This one is a serious remodel, to include moving walls and fixtures, tiling multiple rooms/surfaces, and a complete fabrication of a shower.
After.
Before, from the bedroom. Here is a typical 1970s 2x16 closet. And the curious thing was the huge amount of unused space at the end of the bed in the master.
And the master bath had only 30 sf, with about 32" for the toilet.
And a mere 2 ft vanity.
And the guest bath had 50 sf
And a double vanity.
We spent five hours trying to reconfigure things to get better use out of the space.
While the owners was in Moab for the week, we hurriedly moved the wall in on the second bath after removing one of the sinks and set the bath up for use while gutting and rebuilding the master bath.
Here we knocked out the wall at the back of the closet and will move it a foot into the second bath, whose dimensions will now be set.
Demolition for the whole project fit in the back of my old F150. Just one load.
Wall between the bedroom closet and the second bath is temporarily gone. Closet wall is gone too.
The closet has morphed from 2x8 to 5 deep by 6 wide. We did a full size mockup in order to test whether a 5x5 closet could work as a walk in. It couldn't. Minimum 6 ft wide required. So we went back to the drawing board to find 5 sf somewhere in the plan. It took a while but this is our final solution. And it worked.

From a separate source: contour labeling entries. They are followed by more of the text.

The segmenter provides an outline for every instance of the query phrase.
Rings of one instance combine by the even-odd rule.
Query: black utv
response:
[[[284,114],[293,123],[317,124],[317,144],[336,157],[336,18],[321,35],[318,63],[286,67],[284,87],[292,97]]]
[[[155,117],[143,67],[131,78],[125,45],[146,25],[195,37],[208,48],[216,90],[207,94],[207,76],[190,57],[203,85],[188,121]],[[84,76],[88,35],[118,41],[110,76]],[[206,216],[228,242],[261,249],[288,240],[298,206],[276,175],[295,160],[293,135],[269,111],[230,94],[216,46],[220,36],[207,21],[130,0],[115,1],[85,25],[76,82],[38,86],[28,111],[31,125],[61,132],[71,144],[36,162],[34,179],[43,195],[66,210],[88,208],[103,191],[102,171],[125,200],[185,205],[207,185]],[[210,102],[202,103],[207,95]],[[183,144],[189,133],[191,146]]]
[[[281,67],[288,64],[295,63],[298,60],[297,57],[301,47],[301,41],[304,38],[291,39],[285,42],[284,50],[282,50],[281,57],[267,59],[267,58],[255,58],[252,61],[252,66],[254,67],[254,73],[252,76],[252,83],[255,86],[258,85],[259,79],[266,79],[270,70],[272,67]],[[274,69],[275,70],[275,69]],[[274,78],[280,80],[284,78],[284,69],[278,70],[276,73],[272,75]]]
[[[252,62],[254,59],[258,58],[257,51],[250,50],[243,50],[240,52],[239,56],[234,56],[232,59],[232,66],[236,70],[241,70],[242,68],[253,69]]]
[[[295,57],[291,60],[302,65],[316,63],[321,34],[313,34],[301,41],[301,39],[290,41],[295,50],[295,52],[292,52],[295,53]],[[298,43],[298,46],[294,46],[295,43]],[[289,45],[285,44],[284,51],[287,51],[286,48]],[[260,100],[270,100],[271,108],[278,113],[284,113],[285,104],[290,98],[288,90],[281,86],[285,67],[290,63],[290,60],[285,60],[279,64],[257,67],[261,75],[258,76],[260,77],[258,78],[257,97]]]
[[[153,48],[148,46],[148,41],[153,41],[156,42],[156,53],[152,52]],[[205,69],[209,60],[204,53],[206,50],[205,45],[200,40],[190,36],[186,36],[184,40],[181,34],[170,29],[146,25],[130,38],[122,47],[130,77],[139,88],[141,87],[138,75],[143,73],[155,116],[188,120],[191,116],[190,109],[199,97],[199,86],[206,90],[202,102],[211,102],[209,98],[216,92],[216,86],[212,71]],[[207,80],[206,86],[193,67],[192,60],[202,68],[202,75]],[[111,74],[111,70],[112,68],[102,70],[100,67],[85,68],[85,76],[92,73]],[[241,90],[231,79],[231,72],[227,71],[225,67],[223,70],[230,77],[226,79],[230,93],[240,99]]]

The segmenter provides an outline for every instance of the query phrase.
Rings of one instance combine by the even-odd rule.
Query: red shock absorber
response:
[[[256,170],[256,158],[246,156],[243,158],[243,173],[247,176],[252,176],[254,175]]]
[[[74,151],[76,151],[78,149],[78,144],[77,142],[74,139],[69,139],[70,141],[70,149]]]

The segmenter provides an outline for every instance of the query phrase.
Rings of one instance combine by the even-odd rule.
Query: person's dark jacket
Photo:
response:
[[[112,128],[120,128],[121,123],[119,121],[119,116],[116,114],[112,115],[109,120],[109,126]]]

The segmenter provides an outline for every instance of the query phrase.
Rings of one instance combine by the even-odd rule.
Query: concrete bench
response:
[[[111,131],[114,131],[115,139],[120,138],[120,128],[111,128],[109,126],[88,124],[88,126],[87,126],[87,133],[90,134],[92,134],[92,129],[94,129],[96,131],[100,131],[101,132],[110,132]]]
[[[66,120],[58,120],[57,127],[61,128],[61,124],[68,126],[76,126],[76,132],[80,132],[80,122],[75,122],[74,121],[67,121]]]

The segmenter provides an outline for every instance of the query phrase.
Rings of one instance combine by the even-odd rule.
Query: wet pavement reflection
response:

Now we have room for a much larger no-door shower. And since the room is still small, we chose to make it seem larger by cutting a notch out of the shower wall so visibility into the shower and from the shower into the rest of the bath will make the room seem larger.
Here is the underlying rubber gasket for the packed sand shower floor.
Corners folded up for no leakage.
The packed sand installed. It's actually concrete that won't shrink as it cures. Graded gracefully (1/4" per ft) to the center drain.
Wonderboard installed so all of the tile has 1/2" of concrete backing for solidity.
Two nooks for shower necssities. Keeps the shower looking clutter free from the outside.
The floor is now tiles, after a complete layer of Red Guard has been applied to provide the second impermeable layer in the shower.
A corner seat -- quartz from Granite Concepts in Lewiston -- was added because the customer seems to be in a cast or boot about a quarter of every year. Nicely smoothed on the edge.
Electric floor heat mat. I put one of these in just about every bathhroom now.
Concrete poured on the electric heat mat. And tile being laid out for look.
The floor heat thermostat is in and working.
Tile laid on the floor. Grout next.
The finished bath with new vanity.
Nice new low flow toilet. These are practically free now with the rebate.
And the glass for the shower wall is installed. Nice and open, yet clean looking.
The second bath used similar tile in a slightly different pattern.